Royal Holloway University of London (2018 )

Thesis

Making Young Historians through Drama

About

History and Drama have long been regarded as complementary disciplines but few studies have focussed on the value of interdisciplinary approaches in schools themselves. Verrier and Fines’ The Drama of History, which attempted to integrate the drama and history in such an environment, was published in 1974. Subsequent research has been preoccupied with site-specific, community projects where performance is considered as a medium to transfer intangible cultural inheritance to communities.

Drama and the past interact at historical institutions; for example, performances take place at heritage sites and educational theatre companies have toured British schools, delivering plays and workshops to young people for decades. My research will explore how a fully-integrated cross-disciplinary programme, tailored to set curriculum, can affect learning from within the school environment. As ethnographer, I will observe how students respond to history when invited to participate dramatically, constructing, and embodying their own interpretations of the past. I will explore how cross-disciplinary approaches can affect the way students conceptualise history and if drama techniques can help to build the historians’ skillset, expected of students at Key Stages 3 and 4. Before students choose their GCSEs, they are expected to understand the complexity of the past, its relevance for themselves, and the present-day.

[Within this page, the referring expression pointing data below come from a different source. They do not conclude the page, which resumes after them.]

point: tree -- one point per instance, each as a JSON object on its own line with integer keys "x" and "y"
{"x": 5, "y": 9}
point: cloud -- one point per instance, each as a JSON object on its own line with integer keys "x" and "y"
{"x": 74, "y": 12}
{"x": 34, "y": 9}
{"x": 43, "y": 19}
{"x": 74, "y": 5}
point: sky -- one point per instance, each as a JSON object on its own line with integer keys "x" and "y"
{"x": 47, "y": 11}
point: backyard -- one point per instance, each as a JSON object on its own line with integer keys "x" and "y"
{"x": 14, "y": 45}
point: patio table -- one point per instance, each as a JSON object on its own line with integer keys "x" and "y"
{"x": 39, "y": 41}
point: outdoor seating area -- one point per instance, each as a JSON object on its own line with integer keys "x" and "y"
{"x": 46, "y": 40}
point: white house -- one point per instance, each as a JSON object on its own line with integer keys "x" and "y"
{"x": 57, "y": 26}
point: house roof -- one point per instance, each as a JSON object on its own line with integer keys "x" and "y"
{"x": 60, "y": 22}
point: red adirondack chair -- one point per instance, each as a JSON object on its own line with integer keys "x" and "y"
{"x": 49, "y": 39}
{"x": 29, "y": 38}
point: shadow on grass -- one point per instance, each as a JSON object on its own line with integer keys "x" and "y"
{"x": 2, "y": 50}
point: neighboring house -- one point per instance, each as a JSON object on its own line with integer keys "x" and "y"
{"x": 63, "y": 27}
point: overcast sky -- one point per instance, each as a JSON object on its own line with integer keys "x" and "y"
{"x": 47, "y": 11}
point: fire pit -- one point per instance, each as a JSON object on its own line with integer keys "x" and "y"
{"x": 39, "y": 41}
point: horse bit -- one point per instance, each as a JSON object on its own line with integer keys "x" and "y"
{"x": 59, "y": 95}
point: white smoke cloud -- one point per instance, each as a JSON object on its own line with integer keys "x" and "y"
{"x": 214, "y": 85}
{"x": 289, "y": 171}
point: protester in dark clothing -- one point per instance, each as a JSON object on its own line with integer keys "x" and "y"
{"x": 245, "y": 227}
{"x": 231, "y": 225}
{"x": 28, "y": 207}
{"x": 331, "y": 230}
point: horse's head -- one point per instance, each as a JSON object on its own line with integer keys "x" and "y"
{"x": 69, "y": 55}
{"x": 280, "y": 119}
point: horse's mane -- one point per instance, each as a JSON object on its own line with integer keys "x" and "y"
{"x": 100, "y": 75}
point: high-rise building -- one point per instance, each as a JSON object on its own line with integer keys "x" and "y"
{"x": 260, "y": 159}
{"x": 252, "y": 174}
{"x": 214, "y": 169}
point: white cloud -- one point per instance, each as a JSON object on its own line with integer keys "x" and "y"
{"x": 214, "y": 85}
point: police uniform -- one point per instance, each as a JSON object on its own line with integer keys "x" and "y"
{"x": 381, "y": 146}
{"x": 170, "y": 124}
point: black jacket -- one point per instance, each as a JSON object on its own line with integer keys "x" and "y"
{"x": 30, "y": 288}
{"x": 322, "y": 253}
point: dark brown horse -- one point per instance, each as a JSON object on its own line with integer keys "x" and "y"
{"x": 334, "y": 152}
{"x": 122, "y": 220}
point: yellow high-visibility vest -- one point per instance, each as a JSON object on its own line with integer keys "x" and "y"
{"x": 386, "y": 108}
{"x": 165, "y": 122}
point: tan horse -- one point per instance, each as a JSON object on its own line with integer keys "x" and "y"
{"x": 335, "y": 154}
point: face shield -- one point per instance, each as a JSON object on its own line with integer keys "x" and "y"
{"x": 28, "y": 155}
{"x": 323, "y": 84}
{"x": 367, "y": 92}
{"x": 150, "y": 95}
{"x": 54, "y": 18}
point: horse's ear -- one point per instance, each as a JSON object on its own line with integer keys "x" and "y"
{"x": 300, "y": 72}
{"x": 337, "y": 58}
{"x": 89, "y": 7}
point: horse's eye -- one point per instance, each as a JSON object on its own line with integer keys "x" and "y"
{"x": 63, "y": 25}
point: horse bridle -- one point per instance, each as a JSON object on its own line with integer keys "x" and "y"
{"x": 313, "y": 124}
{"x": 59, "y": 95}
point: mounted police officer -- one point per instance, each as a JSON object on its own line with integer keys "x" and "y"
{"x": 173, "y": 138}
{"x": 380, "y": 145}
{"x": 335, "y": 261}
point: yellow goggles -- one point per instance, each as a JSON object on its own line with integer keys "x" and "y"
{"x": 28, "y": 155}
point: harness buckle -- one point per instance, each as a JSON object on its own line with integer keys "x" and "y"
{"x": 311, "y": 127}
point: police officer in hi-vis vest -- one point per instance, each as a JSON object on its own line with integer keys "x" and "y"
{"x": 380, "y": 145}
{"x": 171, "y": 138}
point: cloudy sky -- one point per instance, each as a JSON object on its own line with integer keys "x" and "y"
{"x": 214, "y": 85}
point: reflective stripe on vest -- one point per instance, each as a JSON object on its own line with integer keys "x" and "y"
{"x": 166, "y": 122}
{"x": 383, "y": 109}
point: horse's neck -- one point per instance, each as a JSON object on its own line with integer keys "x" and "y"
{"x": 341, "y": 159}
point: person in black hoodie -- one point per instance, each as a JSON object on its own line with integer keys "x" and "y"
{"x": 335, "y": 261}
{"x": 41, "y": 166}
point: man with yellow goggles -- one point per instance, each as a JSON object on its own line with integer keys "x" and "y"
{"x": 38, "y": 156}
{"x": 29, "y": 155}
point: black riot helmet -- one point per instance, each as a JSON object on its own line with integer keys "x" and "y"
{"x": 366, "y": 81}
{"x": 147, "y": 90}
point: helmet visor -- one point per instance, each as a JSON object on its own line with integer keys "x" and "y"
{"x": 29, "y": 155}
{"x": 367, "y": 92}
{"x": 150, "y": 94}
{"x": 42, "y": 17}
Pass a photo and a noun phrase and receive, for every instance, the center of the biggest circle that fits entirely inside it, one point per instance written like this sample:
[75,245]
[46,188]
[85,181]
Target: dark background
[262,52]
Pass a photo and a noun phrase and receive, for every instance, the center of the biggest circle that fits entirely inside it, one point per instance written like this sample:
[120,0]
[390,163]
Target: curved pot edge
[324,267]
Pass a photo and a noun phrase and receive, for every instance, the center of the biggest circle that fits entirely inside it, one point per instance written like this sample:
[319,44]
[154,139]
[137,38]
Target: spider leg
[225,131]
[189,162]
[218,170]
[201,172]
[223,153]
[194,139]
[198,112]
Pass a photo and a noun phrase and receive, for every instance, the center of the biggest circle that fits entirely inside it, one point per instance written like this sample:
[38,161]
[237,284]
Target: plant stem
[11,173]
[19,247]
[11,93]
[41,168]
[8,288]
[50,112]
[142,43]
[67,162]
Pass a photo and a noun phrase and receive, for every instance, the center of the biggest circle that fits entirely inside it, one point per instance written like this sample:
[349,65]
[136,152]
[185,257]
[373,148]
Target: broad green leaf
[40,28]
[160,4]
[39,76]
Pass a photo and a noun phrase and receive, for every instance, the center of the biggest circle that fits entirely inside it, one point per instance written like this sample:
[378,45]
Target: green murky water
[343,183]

The study hopes to determine the value of the approach as a catalyst in drawing out these intangible, yet integrated components of the history curriculum. The proposed will also explore the use of drama in delivering ‘contested’ histories, developing recommendations of the HA (Historical Association), which can encourage students’ to appreciate the many challenging and conflicting interpretations of the past. The research will produce a body of practical evidence gathered during the field study, and a theoretical and analytical commentary, exploring the relationship between dramatic practices, history and learning, taking the form of practice-based research project.